I'm so glad you found it...I think it's absolutely adorable how she
takes it to bed.:wub:


----------



## Matilda's mommy (Jun 1, 2005)

the crazy girl sleeps with it in her mouth sometimes, here'a a picture of her with a old ball she had before she received the leopard ball


----------



## Hunter's Mom (Dec 8, 2008)

what a funny little girl you have!


----------



## Maidto2Maltese (Oct 19, 2004)

Oh Paula, I've been laughing all the way thru this thread... Love your little Matilda and her OCD !! LOL


----------



## The A Team (Dec 1, 2005)

I can just picture the mailman delivering tons of leopard tennis balls to your house :smrofl:


----------



## CrystalAndZoe (Jul 11, 2006)

Paula you have given that girl such a fashion sense that of course only leopard print will do!


----------



## k/c mom (Oct 9, 2004)

OMG!!! Thank goodness she found it!! I know what you mean. Kallie is the same way. Catcher and Claire don't care anything about balls but Kallie is just like Matilda in that regard.


----------



## Nikki's Mom (Feb 13, 2008)

Too cute! Glad you found it for her.


----------



## mfa (Oct 5, 2009)

yay, so glad you found it!!
love the pics of sweet Matilda with her ball!!:wub:


----------



## Matilda's mommy (Jun 1, 2005)

k/c mom said:


> OMG!!! Thank goodness she found it!! I know what you mean.
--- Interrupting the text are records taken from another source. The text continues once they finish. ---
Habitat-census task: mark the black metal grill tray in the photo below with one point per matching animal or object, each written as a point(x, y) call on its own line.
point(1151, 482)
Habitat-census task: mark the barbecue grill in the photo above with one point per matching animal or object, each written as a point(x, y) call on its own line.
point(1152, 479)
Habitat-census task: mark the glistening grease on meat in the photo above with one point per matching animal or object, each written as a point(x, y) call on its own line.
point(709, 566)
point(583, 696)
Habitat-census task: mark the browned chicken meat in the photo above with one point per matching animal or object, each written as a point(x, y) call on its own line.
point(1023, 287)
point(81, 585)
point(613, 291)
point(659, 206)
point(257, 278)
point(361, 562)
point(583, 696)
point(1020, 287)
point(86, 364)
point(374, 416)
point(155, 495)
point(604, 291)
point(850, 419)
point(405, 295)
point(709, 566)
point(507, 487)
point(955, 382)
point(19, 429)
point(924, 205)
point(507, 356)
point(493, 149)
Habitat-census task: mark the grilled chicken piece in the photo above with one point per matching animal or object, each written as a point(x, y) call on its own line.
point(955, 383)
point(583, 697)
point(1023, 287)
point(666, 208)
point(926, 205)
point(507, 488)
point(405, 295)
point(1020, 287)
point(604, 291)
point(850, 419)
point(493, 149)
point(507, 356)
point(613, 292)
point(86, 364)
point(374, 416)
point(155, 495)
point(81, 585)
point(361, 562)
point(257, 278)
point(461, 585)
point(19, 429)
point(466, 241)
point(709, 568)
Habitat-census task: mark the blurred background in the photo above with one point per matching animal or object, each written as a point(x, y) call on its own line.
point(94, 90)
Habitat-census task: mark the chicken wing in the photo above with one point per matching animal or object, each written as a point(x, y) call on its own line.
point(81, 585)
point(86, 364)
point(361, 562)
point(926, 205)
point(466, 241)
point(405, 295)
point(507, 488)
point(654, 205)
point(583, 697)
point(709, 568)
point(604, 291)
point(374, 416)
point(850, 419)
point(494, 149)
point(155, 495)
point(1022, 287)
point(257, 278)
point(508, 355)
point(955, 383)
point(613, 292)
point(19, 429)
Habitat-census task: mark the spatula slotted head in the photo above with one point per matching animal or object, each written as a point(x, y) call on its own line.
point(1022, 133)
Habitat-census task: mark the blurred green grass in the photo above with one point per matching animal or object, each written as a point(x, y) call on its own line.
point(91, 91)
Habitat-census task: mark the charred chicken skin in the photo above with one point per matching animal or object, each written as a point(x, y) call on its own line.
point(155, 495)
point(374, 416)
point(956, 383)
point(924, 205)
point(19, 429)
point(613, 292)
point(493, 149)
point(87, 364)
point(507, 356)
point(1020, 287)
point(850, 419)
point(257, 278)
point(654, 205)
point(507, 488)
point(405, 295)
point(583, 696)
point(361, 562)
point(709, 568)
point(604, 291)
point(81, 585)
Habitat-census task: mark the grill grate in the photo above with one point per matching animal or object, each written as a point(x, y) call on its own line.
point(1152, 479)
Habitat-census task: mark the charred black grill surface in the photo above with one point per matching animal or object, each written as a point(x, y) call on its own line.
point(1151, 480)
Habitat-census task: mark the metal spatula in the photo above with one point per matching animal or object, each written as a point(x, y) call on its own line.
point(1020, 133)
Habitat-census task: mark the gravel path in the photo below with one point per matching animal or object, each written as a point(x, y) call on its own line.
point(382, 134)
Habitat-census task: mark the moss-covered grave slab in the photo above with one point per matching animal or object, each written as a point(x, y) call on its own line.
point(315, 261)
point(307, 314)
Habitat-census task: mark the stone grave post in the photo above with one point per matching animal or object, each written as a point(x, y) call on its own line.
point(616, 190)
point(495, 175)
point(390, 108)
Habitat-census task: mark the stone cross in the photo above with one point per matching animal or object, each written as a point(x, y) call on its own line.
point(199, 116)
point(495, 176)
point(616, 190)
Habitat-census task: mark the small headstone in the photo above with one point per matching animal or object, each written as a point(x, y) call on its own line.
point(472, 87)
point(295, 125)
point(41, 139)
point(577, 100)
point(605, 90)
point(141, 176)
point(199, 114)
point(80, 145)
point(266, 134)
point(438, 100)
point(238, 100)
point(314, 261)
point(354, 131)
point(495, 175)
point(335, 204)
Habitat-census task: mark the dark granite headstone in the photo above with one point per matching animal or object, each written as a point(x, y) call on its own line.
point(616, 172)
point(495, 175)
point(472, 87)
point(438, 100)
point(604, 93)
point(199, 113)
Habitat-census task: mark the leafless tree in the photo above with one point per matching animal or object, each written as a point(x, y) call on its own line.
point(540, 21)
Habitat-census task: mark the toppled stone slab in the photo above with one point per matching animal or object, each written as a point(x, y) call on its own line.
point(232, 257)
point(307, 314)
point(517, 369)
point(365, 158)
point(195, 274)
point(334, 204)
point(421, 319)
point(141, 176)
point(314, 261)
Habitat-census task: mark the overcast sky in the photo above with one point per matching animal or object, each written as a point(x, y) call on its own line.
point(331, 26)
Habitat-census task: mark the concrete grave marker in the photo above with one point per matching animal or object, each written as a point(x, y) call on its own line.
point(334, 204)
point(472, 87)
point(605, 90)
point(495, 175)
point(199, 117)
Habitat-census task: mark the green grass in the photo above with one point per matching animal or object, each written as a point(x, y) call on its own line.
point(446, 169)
Kallie is the same way. Catcher and Claire don't care anything about balls but Kallie is just like Matilda in that regard.


 

I feel for you Sher, does Kallie sleep with her ball? last night I couldn't sleep well just couldn't get comfortable, finally I got up and guess what I was laying on:w00t: yup the ball:huh: Matilda is sooooo lucky to have me for her mom:HistericalSmiley: who else would put up with her:HistericalSmiley:


----------



## Cosy (Feb 9, 2006)

Matilda's mommy said:


> the crazy girl sleeps with it in her mouth sometimes, here'a a picture of her with a old ball she had before she received the leopard ball


That's the cutest thing I have ever seen!!!


----------



## Matilda's mommy (Jun 1, 2005)

I thought I'd share what the ball is like just in case your looking for one.
The ball is 6 inches around, it's made of a rubber with some kind of material around it, the ball bounces, I think that may be why Matilda likes it so much and it's very light weight so she can carry it in her mouth( for hours lol). If you find them please let me know. Thanks so much
It's different from a tennis ball because the whole ball is rubber.


----------



## momtoboo (Jan 30, 2006)

I'm glad Matilda has her ball back. I think it's so cute that she has a favorite ball & carries it around & even sleeps with it.:wub:


----------



## Dixie's Mama (Mar 19, 2008)

Paula I've so enjoyed this thread! I'm happy that Matilda found THE ball. I could feel your panic before it was found. In the thread you posted with pictures of Matilda in her new leopard outfit with her ball someone said they had a ball just like it if you ever needed a replacement. I'll try to find the thread and have a look for you. 
Matilda is a riot with that ball. How the heck she sleeps with it in her mouth is beyond me. LOL It makes a great picture though. I just love that little girl of yours.


----------



## Dixie's Mama (Mar 19, 2008)

Found it Paula! It was Jane (njdrake). She said if Matilda's ball ever goes missing just let her know. She thought they had a couple just like it around there somewhere.


----------



## uniquelovdolce (Mar 10, 2010)

lol , im glad u found the ball !


----------